Scalability — System Design Primer

Performance vs Scalability

These two terms get thrown around interchangeably, but they describe fundamentally different problems.

A system has a performance problem when it's slow for a single user. A system has a scalability problem when it's fast for a single user but falls apart under load. You can have one without the other.

The simplest test: If adding more resources to your system (machines, CPU, memory) improves throughput proportionally, your system scales. If doubling your servers doesn't roughly double your capacity, you have a scalability bottleneck — and throwing hardware at it won't save you.

Performance optimization makes individual operations faster. Scalability engineering makes the system handle more operations. The techniques often overlap, but the goals are distinct. A hand-tuned SQL query is a performance win. Sharding your database across nodes is a scalability play.

Latency vs Throughput

Latency is how long a single request takes — the time between "I asked" and "I got an answer." Throughput is how many requests the system handles per unit of time.

Request In

→ 120ms →

Response Out

Latency = time for one round trip

1,000 req

per

1 second

Throughput = total operations per second

Latency measures speed. Throughput measures capacity.

In most systems, you're aiming for maximum throughput with acceptable latency. These are often at odds. Batching requests improves throughput (you process more per cycle) but increases latency for individual requests (each one waits for the batch).

Where it gets tricky

Under low load, latency and throughput seem independent. Under high load, they become coupled. When throughput approaches capacity, latency spikes — requests start queuing, and each one waits longer. This is why load testing matters: your system's latency profile at 10% utilization tells you almost nothing about how it behaves at 80%.

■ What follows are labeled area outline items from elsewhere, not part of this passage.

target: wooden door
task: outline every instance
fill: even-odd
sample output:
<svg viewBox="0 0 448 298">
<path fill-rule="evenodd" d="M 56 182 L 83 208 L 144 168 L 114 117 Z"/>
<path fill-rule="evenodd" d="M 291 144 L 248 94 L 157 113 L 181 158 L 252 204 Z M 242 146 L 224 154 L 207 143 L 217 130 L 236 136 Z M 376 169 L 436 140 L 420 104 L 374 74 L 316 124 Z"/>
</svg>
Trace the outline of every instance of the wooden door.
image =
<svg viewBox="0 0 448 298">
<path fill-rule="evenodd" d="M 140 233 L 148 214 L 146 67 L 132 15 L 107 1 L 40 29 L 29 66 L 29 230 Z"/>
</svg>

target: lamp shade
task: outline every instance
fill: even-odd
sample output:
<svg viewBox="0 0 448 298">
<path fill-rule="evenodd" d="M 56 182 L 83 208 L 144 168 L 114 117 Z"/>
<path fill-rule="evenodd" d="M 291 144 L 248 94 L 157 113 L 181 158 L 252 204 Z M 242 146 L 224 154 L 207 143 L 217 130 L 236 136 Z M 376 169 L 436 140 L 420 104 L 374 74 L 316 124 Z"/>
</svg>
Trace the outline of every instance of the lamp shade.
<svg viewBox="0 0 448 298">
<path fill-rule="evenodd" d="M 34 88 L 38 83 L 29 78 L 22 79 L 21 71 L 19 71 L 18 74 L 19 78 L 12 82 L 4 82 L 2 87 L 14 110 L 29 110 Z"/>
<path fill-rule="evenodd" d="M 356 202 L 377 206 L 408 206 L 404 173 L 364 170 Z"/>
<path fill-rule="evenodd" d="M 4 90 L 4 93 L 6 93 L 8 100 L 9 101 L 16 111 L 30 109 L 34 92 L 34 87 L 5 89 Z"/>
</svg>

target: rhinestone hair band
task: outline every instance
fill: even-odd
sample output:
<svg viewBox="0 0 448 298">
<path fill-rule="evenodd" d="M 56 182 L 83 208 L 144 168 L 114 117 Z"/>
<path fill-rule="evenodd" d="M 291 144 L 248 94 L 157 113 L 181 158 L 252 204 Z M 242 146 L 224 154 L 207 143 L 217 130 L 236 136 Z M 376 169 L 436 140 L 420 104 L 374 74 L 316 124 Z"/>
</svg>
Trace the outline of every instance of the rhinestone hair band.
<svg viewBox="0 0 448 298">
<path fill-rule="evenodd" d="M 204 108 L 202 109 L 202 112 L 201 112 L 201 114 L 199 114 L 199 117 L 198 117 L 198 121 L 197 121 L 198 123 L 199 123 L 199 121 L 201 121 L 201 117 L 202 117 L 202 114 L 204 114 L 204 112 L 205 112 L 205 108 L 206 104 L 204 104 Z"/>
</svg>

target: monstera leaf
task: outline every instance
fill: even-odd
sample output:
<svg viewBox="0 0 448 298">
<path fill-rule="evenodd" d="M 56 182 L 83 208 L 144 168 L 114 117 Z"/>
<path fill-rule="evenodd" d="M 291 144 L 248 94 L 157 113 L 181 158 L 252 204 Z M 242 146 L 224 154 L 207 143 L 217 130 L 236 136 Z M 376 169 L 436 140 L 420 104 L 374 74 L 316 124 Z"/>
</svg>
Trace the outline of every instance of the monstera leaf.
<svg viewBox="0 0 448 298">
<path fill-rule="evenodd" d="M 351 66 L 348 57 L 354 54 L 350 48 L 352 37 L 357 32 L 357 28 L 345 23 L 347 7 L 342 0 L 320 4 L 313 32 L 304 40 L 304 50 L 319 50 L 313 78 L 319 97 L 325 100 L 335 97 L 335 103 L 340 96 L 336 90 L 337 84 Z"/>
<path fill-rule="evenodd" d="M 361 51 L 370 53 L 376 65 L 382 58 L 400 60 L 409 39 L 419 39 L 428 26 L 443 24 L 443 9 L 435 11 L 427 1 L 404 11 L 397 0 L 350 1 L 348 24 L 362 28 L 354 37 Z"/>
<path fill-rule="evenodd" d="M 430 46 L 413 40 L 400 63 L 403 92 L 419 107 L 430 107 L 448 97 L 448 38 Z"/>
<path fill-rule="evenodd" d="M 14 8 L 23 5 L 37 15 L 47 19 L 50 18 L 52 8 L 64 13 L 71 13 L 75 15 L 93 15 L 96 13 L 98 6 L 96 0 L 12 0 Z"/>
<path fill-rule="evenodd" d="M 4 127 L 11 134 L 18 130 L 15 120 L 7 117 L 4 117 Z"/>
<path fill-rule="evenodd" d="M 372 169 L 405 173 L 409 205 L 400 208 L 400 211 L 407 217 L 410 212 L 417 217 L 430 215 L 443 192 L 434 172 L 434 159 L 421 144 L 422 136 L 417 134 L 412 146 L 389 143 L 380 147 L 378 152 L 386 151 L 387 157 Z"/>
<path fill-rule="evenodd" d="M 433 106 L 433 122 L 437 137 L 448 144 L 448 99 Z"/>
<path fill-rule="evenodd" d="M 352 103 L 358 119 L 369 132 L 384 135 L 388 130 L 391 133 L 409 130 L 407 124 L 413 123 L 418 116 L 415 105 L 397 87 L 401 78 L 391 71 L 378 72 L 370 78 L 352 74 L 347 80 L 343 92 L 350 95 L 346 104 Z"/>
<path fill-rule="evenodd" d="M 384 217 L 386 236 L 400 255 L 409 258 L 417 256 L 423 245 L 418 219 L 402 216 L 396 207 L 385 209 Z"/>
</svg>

Vertical vs Horizontal Scaling

There are two fundamental approaches to adding capacity:

Vertical Scaling (Scale Up)

Add more power to an existing machine — more CPU, RAM, faster disks.

16 CPU / 64GB

↓

64 CPU / 256GB

Horizontal Scaling (Scale Out)

Add more machines and distribute work across them.

1 server

↓

Vertical scaling is simpler. Horizontal scaling is more resilient.

Vertical scaling is appealing because your code doesn't change — you just run it on a bigger box. But there's a ceiling. Hardware has physical limits, single machines are single points of failure, and the cost curve isn't linear (a 2x bigger machine costs more than 2x the price).

Horizontal scaling is harder up front. Your application needs to handle distribution: load balancing, data partitioning, consensus. But it offers near-unlimited growth and better fault tolerance. Most serious production systems end up here.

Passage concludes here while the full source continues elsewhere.